Foreign Exchange Outlook: Risk aversion could come flying back in the window when we get two bits of data this morning, the Q3 GDP revision (8:30 am EST) and the Conference Board consumer confidence index (10 am EST). GDP will likely be rived from -0.3% to -0.5%, while the confidence index was probably steady at 38 in Nov, the same as Oct, according to the Bloomberg survey. This is not a deterioration but still the lowest since records began in 1967.
It’s notable that while we all hear Obama talking about infrastructure spending as a big component of the stimulus package, focus remains on the consumer. Even the finance guys at the Fed and Treasury moved from saving their buddies at the banks first to consumer credit second (not the housing sector, which would have been more logical). But consumer spending is not going to get us out of this thing. The only way for that to have been true would have been Helicopter Ben throwing $24,000 out of the sky for every person in the country. The Obama approach calls for the industrial sector to be revitalized by government spending, whether it’s wind farms or road-building.
This could be the post-industrial industrial revolution. Nobody has the slightest idea what it will look like, but given technology advances, it will probably result (in five-ten years) in a tremendous increase in labor market productivity. We tend to think of productivity as how many widgets a worker can churn out in an hour, but in practice, the US is a service economy and it runs on trucking. Better roads and bridges, together with an improved national electrical grid, are a tremendous injection of value into the economy (buy UPS and FedEx). Besides, it will be fun to see whether it’s really true, as we saw with Eisenhower’s interstate highway system, whether government is sometimes the solution and not always the problem, the old Reagan mantra.

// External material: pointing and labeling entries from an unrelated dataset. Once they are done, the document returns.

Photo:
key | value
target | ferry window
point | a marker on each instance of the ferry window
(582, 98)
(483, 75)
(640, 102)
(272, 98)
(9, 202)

This is to a certain extent the basis of the new optimism - one way or the other, all these experts, under Obama’s leadership, will fix things. Well, no. These are the same experts who may have warned us of impending doom but failed to get action (Summers) or to instigate action (Geithner). It ain’t over yet and nobody can even tell us what inning we are in. It’s the proverbial black swan situation and optimism-in the form of giant stock index rises-is unwarranted. We believe in trends. The Dow was up but has not reached red resistance. It could be an aberration. The same thing is true of oil, although gold has a pretty scary chart-two gap openings in a row.
Assuming more dismal new releases are out there waiting to hit us over the head with some calamity or another, the US dollar is not a dead duck. As noted above, the case for the dollar exchange rate demise has not yet been proven. We do not doubt that it will be one day, but not yet. Keep the faith.